26 Ekim 2012 Cuma

fikibok ve çükübik



sanki ölecekmişim gibi geliyor sıkıntıdan ölecekmişim gibi. ama bu durumu sevdim. heyecan kalbimi yoruyor. yaşlandık artık. yaşlandık da değişen ne diye sorarsam cevabı için 10 yıl düşünür daha çok yaşlanırım. he mesela ilk defa hayatımda hiç bir şey kötüye gitmiyor diyebiliyorum. acınacak halde olduğumu düşünenler olabilir ama ben bu sırada avakadonun ne kadar çirkin bir tadı olduğunu düşünüyorum. yani kimseyi siklemiyorum anlatabildim mi? uyanıp da camdan dışarı baktığımda üzülecek ya da sevinecek hiç bir şeyim olmadığı için apartmanların renklerine bakıyorum içimden kusmak geliyor. cama doğru kustuğumu düşünüyorum, moda bloglarının çığrından çıkışını ya da... ikisi de aynı kapıya çıkıyor iğrenç.

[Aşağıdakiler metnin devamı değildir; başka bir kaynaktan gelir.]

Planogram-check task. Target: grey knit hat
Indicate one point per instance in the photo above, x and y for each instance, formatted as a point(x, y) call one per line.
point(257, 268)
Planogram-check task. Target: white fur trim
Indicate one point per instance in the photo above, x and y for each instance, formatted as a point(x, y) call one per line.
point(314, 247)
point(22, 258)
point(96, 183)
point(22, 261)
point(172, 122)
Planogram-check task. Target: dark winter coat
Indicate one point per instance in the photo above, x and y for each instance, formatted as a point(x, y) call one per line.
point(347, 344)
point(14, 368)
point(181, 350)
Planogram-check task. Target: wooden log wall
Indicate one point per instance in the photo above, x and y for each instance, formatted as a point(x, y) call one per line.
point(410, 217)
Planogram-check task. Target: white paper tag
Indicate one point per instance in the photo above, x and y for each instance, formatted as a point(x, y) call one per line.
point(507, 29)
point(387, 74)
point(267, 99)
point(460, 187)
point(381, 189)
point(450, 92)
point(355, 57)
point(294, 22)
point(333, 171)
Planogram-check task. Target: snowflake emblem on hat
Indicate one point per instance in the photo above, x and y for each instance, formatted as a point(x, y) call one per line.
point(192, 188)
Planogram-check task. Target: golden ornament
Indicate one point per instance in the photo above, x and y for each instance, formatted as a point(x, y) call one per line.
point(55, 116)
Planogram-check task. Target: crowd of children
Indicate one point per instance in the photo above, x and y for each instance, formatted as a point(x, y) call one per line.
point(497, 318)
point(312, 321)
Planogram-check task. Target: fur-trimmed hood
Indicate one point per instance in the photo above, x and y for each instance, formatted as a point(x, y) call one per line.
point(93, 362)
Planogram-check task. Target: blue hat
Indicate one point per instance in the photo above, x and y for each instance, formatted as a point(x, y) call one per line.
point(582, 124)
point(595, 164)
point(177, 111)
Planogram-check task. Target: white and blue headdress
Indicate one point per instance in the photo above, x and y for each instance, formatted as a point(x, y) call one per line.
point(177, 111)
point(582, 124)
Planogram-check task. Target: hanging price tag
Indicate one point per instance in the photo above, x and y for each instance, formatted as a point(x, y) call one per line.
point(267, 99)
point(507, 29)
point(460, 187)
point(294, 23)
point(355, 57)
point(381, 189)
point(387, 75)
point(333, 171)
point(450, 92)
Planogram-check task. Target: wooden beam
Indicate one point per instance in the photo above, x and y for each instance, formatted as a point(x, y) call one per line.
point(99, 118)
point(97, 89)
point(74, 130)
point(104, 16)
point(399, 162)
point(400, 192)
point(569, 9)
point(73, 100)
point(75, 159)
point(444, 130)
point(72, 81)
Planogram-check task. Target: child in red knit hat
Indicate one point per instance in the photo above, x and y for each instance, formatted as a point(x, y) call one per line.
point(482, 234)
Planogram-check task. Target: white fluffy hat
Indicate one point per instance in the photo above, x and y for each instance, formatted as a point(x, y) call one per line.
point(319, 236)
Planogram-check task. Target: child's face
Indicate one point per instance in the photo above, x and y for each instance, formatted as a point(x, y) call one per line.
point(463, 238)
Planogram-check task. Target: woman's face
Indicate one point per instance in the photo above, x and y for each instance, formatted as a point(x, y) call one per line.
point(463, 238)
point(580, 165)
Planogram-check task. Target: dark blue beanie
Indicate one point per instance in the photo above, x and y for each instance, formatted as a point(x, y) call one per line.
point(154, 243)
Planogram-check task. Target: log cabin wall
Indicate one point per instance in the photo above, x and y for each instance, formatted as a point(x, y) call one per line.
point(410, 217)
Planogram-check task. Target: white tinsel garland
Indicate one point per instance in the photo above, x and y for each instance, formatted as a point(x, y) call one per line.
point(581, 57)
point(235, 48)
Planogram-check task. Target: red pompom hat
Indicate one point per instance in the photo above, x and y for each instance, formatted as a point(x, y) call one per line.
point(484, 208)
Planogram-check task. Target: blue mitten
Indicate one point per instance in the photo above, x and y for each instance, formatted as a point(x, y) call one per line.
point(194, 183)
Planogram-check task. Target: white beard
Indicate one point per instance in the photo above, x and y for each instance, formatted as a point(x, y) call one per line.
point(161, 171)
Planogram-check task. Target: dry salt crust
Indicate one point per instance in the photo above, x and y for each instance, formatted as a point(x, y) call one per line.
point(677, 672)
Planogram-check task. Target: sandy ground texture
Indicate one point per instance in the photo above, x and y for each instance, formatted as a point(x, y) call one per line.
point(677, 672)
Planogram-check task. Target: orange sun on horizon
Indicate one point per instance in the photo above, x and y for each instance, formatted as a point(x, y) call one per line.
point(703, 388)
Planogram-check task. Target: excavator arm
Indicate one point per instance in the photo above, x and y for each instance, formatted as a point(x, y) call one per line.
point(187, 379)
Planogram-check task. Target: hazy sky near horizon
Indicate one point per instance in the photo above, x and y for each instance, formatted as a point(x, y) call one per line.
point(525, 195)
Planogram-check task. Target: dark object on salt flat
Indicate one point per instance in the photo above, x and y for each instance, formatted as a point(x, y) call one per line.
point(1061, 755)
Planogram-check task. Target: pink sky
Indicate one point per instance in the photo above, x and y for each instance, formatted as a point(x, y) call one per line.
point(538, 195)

okuduğunu ilk seferde anlamayan beynimin başka konularda nasıl fıldır fıldır çalıştığını hep merak etmişimdir. belki onun da benim gibi yönlendirilmeye ihtiyacı vardır. tabi ki vardır sonuçta bana ait. beynime geçer not veremiyorum bu aralar iyice durgunlaştı. yürürken sakız çiğneyememek gibi. şu an yaptıklarımı yapmaya devam ettikçe beynimi kullanamayacağım. inan zerre üzülmüyorum rahatım. bu rahatlık da nereden geliyor belli değil belki de biraz beyin yemeliyim. kurban kesilirken izlemeyi seviyorum ve bundan utanmıyorum. kesilen hayvanın beynini yiyebilirim. kolunu bacağını yedikten sonra beynini yememek için hiç bir sebep göremiyorum. ama hala umudum var. ayaklarım su toplamış, patlamış taşaklarım,yanmış burnum, ve gıcırdayan dişlerim olsa bir şey demeyeceğim.

hadi şurada gazoz içip denize bakalım.
p.s: ben güzel olmayan ikizim. bu durumda şişko olmanın hiç bir önemi kalmadı.
      zaten senin popona ve memene aşık olduğum için bu kadar uzun zamandır arkadaşız.
      şaka yaptım poponu memelerini ve kalbini ve dalağını da çok seviyorum.